1 of 3 | Crews in Atlantic Canada are using a brief period of rain to gain ground on massive wildfires in Nova Scotia that has caused widespread damage. Photo by Government of Nova Scotia
June 3 (UPI) -- Crews in Atlantic Canada are using a brief period of rain on Saturday to gain ground on massive wildfires in Nova Scotia that have caused a widespread and extensive damage.
Nova Scotia Premier premier Tim Houston told reporters the fires have caused a "breathtaking amount of damage" and that the welcome rainfall is giving firefighters a chance to make some headway.

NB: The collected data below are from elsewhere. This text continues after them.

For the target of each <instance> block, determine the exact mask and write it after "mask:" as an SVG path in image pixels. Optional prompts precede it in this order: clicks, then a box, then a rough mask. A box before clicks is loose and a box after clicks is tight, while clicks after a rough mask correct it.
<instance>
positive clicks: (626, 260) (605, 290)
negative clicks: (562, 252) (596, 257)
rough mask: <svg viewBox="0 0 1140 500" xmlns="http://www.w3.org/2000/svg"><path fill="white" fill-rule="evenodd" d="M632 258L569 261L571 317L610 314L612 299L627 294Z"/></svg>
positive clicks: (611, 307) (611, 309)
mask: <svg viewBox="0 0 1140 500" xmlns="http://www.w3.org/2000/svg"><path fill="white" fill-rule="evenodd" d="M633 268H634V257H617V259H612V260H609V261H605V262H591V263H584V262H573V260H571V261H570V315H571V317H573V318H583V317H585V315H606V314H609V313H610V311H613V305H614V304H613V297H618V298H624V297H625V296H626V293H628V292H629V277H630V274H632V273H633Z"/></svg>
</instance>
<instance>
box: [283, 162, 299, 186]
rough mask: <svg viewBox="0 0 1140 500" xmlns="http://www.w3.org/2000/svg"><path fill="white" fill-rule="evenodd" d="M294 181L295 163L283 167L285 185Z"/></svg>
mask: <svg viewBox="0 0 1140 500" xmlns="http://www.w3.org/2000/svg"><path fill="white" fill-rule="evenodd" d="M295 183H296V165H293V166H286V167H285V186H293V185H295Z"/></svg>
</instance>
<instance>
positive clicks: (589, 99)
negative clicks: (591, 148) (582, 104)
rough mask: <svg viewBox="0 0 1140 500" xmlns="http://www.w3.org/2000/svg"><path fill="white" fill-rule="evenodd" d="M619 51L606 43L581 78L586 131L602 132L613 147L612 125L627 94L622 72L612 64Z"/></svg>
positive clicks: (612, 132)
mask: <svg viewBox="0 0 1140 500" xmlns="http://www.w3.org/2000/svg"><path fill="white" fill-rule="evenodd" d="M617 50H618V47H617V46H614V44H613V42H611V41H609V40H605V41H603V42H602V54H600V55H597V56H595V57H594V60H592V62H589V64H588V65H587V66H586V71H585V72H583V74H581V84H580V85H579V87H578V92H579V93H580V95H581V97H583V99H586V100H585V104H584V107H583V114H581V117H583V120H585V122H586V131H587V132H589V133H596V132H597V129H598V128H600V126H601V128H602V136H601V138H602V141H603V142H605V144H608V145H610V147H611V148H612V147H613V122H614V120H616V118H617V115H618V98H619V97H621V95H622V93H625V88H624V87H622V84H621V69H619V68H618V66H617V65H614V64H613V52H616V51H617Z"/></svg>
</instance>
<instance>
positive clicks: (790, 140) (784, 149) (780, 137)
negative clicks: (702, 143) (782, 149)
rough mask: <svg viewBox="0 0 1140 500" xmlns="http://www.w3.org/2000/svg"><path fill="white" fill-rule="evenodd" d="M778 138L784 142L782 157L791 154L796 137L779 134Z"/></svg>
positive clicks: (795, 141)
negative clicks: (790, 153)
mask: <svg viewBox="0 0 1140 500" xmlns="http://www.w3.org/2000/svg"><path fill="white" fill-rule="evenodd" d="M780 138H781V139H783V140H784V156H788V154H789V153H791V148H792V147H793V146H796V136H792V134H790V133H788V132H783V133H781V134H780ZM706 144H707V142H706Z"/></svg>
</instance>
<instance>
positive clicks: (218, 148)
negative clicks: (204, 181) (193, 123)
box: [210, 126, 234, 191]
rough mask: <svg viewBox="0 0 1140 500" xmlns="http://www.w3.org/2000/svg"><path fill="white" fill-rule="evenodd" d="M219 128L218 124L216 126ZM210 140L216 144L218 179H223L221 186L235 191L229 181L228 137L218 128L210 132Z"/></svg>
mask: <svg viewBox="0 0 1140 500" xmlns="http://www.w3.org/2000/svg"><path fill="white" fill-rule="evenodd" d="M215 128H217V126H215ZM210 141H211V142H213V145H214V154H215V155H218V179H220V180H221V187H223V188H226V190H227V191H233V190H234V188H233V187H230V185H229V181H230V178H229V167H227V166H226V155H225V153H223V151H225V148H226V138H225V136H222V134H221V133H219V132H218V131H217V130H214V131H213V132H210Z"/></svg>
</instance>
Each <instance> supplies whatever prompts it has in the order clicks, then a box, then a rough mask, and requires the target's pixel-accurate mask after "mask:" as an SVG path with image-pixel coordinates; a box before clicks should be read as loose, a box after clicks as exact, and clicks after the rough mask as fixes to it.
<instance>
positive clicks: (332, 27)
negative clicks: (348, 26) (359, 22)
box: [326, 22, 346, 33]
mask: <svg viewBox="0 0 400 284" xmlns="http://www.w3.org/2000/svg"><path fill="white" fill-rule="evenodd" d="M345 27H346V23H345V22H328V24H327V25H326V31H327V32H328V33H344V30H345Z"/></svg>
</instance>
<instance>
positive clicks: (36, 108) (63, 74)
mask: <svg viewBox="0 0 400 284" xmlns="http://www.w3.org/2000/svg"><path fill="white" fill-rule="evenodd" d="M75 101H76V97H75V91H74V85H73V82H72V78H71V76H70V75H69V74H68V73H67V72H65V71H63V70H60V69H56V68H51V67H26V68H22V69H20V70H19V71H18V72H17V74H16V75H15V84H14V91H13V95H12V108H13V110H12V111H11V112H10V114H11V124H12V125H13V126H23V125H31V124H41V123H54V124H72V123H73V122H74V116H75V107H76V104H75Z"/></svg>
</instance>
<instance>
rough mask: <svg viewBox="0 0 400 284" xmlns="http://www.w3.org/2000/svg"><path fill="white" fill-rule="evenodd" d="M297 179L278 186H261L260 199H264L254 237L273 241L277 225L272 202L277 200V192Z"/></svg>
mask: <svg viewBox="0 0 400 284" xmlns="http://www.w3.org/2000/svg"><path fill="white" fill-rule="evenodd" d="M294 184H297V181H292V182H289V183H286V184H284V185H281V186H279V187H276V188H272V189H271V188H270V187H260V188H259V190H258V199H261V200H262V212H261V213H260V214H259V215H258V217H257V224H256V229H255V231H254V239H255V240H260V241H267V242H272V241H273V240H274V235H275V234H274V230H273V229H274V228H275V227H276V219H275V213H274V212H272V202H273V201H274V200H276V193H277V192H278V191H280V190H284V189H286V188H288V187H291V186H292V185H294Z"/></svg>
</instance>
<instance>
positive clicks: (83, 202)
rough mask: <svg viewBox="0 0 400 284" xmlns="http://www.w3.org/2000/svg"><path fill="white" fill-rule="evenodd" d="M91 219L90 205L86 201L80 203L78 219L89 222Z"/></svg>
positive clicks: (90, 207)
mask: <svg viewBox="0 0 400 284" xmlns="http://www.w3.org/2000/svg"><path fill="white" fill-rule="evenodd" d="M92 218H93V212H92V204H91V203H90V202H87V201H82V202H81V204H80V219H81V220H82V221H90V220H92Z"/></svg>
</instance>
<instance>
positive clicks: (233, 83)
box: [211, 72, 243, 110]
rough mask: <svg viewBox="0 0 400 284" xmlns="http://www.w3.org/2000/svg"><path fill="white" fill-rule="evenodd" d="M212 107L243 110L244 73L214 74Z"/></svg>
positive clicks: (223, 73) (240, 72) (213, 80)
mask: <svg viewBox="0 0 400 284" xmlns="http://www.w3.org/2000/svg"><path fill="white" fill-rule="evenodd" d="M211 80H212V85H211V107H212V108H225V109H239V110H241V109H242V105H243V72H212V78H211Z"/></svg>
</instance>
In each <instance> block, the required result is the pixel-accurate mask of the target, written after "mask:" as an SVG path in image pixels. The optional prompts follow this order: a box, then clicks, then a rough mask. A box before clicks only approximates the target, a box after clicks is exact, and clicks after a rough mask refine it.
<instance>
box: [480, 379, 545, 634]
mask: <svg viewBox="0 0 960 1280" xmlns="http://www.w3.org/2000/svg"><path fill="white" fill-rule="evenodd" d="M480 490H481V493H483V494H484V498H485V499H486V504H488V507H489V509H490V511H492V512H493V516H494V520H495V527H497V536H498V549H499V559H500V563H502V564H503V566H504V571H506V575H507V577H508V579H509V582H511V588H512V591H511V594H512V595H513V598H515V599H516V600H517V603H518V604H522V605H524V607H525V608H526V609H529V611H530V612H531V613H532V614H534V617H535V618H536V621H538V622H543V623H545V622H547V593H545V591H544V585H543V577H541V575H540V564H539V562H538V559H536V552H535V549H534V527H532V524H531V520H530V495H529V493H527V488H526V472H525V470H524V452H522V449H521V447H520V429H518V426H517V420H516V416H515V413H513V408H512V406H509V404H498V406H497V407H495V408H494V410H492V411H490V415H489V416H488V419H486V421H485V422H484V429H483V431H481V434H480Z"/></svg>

Four of the province's 14 total wildfires are currently burning out of control, scorching 89 square miles so far.
"Weather has favored the fires all week, not the firefighters. We're hopeful this will soon change," Houston said Friday.
Rain early Saturday morning gave firefighters a window to move from defense to offense, but officials cautioned it won't turn the tide quickly.
"I will caution that this rain does not yet mean we are out of the woods, but we are now able to have our ground crews kick it into high gear and get into these places we have not been able to set foot on in days to kick some ash," Nova Scotia Department of Natural Resources spokesperson Dave Rockwood told the CBC
The department currently has about 90 paid firefighters on the ground along with 40 volunteer municipal firefighters and 18 additional members from outside of the province. A water bomber and five helicopters are helping to fight the flames.
About 5,000 people remain evacuated from their homes -- down from a high of 16,000 earlier in the week.
Residents are still required to show ID when passing police checkpoints to return to areas where evacuation orders have been lifted.
Approximately 150 homes have been destroyed by fire so far around Halifax with an additional 50 lost around Shelburne in the southern part of Nova Scotia.
Houston, however, attempted to look at the positives.
"Through all this despair, zero deaths, zero missing persons, zero serious injuries." he said. "This says a lot about the professionalism of our first responders leading the response.
"No lives lost, but an absolutely breathtaking amount of damage and many, many lives turned upside down."